A quem esta obra se destina?

A qualquer pessoa que, de alguma forma, já foi roubada de si mesma e que tem o desejo de resgatar-se, de sair dos cativeiros. É muito simples entrarmos nos cativeiros dos afetos. Isso acontece quando percebemos que alguém começou a mandar em nós, que nossa alegria ou tristeza está dependendo dele e que, infelizmente, perdemos o comando da situação. É um livro para todos aqueles que já experimentaram isso. Acredito que todos já passaram por alguma experiência de seqüestro da subjetividade, mesmo que não tenham consciência disso. Quem sabe se você, na hora em que o ler, descubra a verdade.

Como o senhor analisa as histórias reais que foram publicadas no livro?

É interessante porque todas elas foram contadas com muito sofrimento. Uma das características que eu observo no relato do povo, na tradução mais sincera da dor que sente, é que realmente as pessoas – que vivem essa experiência de seqüestro – sofrem muito. Mas esse sofrimento não é o suficiente para haver a melhora. Muitas vezes, elas não sabem sair do sofrimento (que tem). As histórias passam por gente muito concreta; o livro é todo muito concreto.

Um exemplo é de uma criança de sete anos que tem uma ascendência muito grande sobre o sentimento da mãe. Ela, na tentativa de fazer diferente sua história com o filho – uma vez que ela foi criada dentro de um regime extremamente ditador –, quis educá-lo com liberdade, mas faltou-lhe a disciplina necessária. Com isso, o menino perdeu a oportunidade de viver um processo saudável de ter limites. Isso é uma forma de seqüestro, pois você retira a pessoa da inteireza. Se você não dá aquilo de que a criança precisa, você a está privando do que é uma necessidade para ela.

Há também a história, que abre o livro, de uma mulher que veio do Líbano e casou-se na primeira semana que estava no Brasil, justamente porque estava só, pois seus pais já haviam morrido. Ela viveu uma vida inteira de maus-tratos, até o dia em que o marido morreu e ela percebeu que ele, mesmo morto, continuava tendo o poder de mantê-la no cativeiro. São seqüestros que se prolongam até mesmo quando os seqüestradores não estão por perto, porque o seqüestro da subjetividade é muito mais do que o roubo de uma materialidade; é o roubo daquilo que nós temos de mais profundo e valioso.

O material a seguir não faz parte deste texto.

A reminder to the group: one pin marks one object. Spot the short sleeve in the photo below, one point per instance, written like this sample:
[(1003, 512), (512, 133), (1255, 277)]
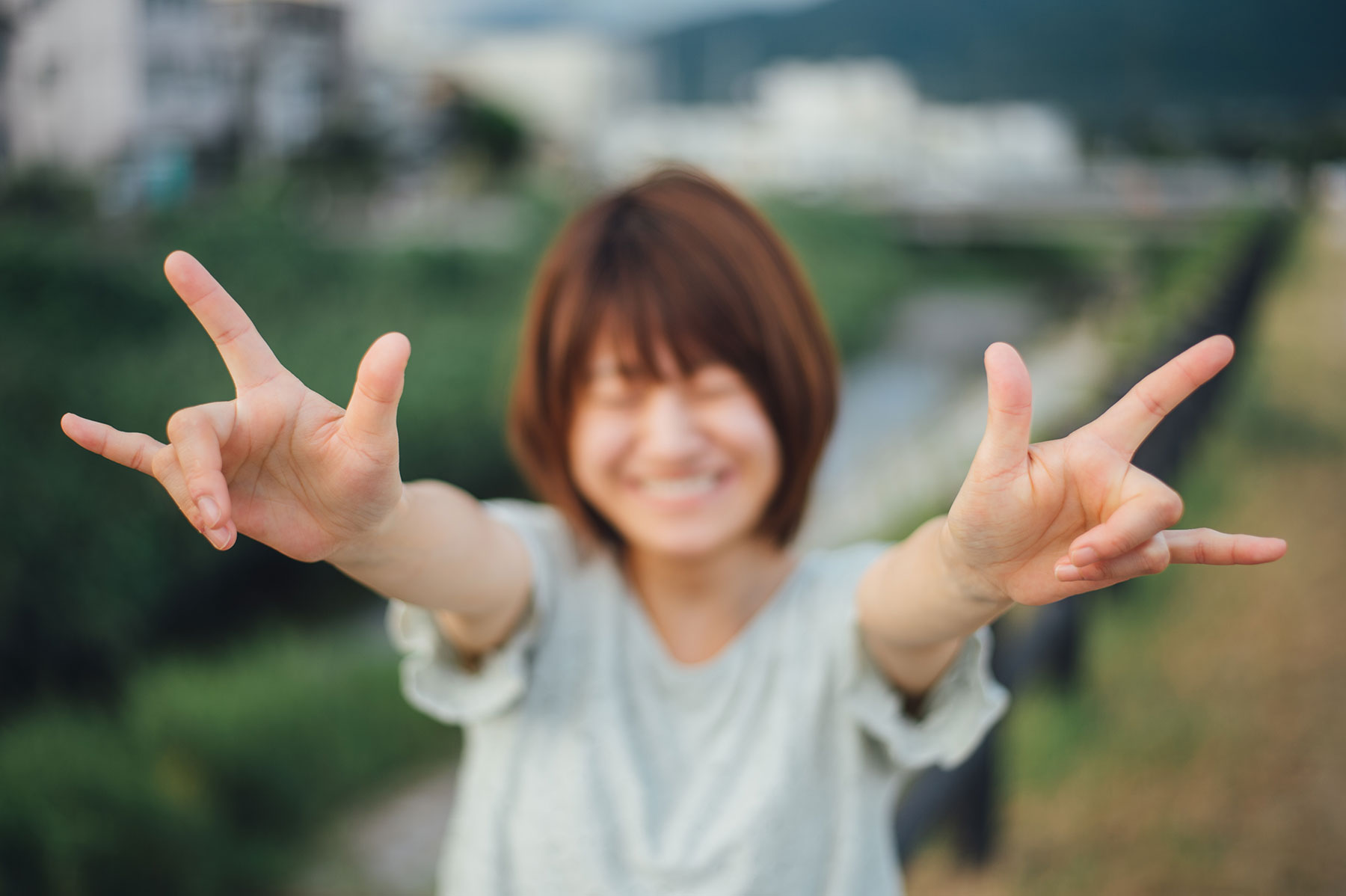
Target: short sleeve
[(434, 677), (960, 709)]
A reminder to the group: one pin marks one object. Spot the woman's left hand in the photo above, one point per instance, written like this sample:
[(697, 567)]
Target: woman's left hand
[(1039, 522)]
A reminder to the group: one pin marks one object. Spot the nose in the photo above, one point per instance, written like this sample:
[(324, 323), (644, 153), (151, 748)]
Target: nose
[(669, 426)]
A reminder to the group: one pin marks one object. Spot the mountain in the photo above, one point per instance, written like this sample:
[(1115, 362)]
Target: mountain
[(1107, 62)]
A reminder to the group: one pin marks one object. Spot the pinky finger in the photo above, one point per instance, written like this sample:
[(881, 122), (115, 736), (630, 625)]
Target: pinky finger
[(1221, 549), (132, 449)]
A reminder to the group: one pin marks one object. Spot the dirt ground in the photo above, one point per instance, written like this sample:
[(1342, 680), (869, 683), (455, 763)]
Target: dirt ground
[(1213, 758)]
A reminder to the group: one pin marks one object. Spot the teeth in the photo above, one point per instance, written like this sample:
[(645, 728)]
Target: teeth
[(674, 488)]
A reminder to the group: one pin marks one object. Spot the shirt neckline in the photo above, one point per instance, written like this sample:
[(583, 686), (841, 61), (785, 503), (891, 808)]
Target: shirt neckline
[(654, 642)]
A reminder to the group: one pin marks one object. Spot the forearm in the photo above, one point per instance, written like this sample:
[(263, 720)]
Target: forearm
[(439, 549), (915, 608)]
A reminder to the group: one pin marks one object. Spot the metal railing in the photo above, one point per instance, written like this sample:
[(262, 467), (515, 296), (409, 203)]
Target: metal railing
[(968, 797)]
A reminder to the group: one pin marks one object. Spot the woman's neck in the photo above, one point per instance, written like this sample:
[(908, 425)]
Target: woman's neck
[(699, 604)]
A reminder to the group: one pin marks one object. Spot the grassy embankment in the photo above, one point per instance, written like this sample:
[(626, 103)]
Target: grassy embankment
[(1202, 749)]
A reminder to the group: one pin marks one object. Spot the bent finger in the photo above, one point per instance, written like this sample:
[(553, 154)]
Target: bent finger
[(1131, 525), (378, 387), (197, 435), (1146, 560), (170, 474), (132, 449), (1223, 549)]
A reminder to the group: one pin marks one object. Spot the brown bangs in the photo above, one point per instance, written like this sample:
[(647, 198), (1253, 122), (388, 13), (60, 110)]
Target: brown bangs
[(679, 263)]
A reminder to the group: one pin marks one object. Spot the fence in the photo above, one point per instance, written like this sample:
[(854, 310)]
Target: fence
[(967, 797)]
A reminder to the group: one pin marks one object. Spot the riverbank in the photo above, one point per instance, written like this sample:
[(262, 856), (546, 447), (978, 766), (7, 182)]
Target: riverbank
[(1204, 749)]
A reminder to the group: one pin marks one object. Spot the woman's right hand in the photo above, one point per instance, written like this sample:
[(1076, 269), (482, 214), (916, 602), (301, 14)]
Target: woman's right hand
[(279, 463)]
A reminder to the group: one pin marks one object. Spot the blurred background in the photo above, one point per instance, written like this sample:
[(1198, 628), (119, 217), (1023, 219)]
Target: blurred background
[(1097, 183)]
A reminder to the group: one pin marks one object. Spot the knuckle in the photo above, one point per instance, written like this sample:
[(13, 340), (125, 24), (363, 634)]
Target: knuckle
[(1198, 552), (179, 423), (1173, 506), (163, 461)]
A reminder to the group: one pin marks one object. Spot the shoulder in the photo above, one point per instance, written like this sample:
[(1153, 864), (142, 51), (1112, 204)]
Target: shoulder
[(550, 540)]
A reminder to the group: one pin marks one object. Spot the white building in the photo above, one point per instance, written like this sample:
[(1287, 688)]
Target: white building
[(128, 90), (568, 85), (854, 126)]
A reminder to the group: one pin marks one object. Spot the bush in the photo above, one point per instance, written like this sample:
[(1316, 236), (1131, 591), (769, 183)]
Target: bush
[(212, 774)]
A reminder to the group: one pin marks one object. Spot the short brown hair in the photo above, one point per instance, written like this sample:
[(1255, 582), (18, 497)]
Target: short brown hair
[(673, 260)]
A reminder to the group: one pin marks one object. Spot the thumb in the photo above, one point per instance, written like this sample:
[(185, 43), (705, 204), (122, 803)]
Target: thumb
[(378, 385), (1004, 447)]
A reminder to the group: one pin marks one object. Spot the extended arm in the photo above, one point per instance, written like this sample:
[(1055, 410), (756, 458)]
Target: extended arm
[(1034, 524), (439, 549)]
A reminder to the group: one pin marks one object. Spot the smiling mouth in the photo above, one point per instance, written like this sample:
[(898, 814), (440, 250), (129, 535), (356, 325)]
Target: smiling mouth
[(680, 488)]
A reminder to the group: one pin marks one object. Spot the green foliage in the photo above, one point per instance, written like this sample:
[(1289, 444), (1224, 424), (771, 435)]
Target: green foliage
[(493, 133), (854, 264), (212, 774)]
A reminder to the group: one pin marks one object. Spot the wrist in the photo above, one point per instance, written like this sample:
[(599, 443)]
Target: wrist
[(965, 579), (370, 547)]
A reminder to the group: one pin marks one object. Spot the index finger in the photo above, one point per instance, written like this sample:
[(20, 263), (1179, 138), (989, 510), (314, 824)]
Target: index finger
[(1135, 416), (247, 354)]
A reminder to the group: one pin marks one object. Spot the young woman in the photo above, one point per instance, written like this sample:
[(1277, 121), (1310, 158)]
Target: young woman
[(660, 695)]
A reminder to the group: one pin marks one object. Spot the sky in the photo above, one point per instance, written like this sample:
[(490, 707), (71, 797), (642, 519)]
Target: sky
[(622, 16)]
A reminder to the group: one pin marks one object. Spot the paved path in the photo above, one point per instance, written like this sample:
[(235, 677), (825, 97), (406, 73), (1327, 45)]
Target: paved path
[(910, 420)]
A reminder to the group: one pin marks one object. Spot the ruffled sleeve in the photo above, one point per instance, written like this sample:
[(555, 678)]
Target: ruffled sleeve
[(959, 711), (434, 677), (960, 708)]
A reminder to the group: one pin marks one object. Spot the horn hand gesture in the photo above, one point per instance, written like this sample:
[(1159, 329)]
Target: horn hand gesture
[(279, 463), (1039, 522)]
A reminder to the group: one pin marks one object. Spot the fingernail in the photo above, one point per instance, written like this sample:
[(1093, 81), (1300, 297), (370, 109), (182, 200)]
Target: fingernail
[(1084, 556), (209, 512), (1065, 572)]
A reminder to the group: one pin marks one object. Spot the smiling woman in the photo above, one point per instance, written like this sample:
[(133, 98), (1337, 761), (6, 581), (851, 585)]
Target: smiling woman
[(659, 693), (654, 284)]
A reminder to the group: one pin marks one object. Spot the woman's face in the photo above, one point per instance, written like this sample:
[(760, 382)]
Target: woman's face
[(680, 466)]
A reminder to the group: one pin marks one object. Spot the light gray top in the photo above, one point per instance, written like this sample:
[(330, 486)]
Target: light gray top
[(597, 763)]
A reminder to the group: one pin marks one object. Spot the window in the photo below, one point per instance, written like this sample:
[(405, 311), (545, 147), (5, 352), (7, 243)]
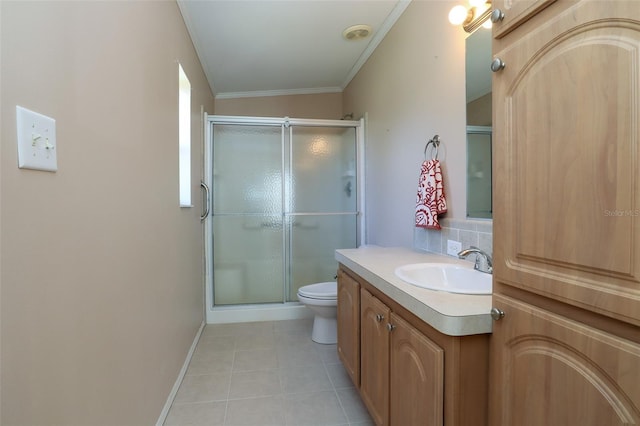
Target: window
[(184, 137)]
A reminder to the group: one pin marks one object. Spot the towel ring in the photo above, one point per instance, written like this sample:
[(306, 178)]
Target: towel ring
[(435, 141)]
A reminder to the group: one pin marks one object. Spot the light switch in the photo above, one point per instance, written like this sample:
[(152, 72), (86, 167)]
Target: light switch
[(36, 141)]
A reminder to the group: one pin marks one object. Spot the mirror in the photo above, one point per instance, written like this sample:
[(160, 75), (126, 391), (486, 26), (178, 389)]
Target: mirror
[(479, 121)]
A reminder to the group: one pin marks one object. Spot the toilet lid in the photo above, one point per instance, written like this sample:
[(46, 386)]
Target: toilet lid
[(328, 290)]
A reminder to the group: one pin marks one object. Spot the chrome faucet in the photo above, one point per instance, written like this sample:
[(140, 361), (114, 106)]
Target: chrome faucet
[(483, 260)]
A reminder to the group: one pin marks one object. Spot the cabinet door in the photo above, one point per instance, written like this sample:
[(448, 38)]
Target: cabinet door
[(515, 13), (416, 377), (548, 370), (374, 357), (566, 158), (349, 325)]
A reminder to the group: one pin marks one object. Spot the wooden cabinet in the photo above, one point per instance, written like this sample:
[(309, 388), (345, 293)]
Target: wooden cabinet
[(411, 374), (401, 369), (374, 357), (348, 315), (567, 217), (516, 12), (416, 376), (557, 371)]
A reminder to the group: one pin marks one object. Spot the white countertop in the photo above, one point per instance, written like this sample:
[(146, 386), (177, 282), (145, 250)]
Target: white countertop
[(449, 313)]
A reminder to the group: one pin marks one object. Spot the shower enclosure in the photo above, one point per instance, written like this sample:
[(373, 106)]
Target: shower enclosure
[(285, 194)]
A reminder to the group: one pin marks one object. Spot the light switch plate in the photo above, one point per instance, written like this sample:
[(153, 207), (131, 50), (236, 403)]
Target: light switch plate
[(454, 247), (36, 141)]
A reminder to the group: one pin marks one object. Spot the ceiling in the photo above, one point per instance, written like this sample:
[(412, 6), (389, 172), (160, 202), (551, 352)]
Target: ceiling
[(271, 47)]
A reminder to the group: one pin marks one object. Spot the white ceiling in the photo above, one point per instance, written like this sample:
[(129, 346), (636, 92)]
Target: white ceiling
[(269, 47)]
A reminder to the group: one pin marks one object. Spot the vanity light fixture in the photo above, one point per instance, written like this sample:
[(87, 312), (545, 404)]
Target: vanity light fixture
[(472, 17), (357, 32)]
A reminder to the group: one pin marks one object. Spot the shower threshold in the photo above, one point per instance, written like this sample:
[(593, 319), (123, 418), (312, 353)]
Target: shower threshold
[(258, 312)]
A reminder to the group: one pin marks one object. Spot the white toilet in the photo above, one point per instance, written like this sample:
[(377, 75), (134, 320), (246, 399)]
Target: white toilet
[(322, 299)]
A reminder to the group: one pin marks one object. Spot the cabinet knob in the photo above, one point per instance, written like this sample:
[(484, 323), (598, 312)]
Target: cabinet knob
[(497, 65), (497, 15), (497, 314)]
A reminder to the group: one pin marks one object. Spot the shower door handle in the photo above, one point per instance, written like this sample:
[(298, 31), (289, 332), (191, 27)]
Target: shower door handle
[(206, 200)]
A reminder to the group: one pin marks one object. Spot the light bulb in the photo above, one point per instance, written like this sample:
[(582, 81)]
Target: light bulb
[(457, 15)]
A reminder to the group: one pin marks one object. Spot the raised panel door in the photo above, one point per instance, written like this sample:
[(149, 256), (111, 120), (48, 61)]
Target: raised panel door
[(374, 357), (349, 325), (566, 134), (416, 377), (549, 370), (515, 13)]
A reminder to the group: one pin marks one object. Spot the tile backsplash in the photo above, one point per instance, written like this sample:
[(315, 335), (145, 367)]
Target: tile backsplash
[(478, 233)]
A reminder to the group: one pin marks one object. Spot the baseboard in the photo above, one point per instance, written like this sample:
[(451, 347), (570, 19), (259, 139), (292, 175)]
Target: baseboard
[(265, 312), (176, 385)]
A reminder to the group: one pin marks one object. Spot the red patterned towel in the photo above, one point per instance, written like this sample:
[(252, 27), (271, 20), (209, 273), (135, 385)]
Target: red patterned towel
[(430, 201)]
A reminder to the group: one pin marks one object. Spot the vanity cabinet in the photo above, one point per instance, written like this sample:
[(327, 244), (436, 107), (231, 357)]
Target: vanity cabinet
[(516, 13), (374, 357), (348, 317), (411, 374), (566, 216)]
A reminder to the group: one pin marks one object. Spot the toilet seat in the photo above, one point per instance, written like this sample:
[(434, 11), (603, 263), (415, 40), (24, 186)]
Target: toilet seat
[(320, 291)]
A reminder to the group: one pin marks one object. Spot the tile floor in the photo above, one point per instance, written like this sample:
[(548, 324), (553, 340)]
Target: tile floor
[(267, 374)]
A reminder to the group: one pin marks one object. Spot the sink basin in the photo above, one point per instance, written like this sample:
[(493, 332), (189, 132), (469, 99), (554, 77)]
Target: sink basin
[(446, 277)]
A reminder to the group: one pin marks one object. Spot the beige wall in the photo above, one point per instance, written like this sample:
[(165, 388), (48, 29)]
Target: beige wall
[(479, 111), (323, 105), (412, 87), (101, 271)]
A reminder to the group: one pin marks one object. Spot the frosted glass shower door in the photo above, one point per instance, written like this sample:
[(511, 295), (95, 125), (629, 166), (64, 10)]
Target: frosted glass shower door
[(248, 242), (322, 209)]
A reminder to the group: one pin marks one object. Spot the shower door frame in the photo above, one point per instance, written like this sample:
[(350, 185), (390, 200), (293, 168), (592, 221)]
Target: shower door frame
[(270, 311)]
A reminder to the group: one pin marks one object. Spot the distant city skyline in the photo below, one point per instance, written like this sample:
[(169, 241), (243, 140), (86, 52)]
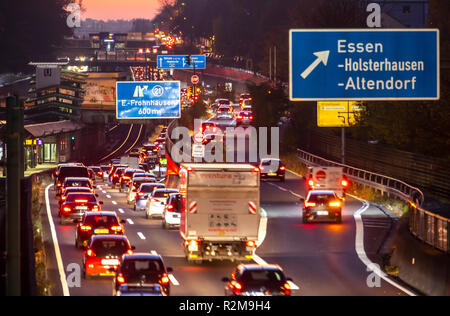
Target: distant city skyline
[(120, 9)]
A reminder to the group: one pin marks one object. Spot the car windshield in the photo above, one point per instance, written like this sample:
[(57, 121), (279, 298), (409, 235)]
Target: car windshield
[(101, 220), (77, 183), (141, 266), (85, 198), (261, 276), (105, 247), (321, 198)]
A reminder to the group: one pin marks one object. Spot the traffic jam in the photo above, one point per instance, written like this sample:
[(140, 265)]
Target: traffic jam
[(215, 207)]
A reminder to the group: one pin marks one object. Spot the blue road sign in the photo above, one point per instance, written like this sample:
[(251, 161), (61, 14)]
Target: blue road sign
[(362, 64), (148, 100), (179, 62)]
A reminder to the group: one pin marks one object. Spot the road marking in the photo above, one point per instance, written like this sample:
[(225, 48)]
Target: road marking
[(62, 273), (360, 250), (262, 262)]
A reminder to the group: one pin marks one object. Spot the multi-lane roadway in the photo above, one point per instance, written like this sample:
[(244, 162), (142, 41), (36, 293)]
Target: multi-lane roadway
[(322, 259)]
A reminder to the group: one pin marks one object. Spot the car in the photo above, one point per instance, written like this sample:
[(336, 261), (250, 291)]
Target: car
[(97, 223), (321, 205), (143, 193), (244, 118), (104, 255), (143, 269), (140, 290), (224, 109), (257, 280), (272, 168), (113, 170), (76, 182), (69, 190), (135, 185), (67, 171), (172, 211), (76, 204), (98, 172), (115, 179), (157, 202), (127, 175)]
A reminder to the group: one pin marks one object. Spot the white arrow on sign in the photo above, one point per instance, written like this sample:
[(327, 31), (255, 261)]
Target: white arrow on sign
[(321, 57)]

As nossas reações, hoje, podem ser reflexo da perda da subjetividade que tivemos em algum momento do nosso passado, ao qual ficamos presos e impedidos de ser livres?

Há uma regra interessante na Psicologia que nos ensina que não há ser humano incoerente, pois tudo o fazemos, mesmo que seja inconsciente, são atos coerentes de acordo com alguma história que vivemos. Uma pessoa fragilizada, muitas vezes, não sabe da fragilidade que tem; então, a liberdade é um exercício constante de descoberta e de posse para ela.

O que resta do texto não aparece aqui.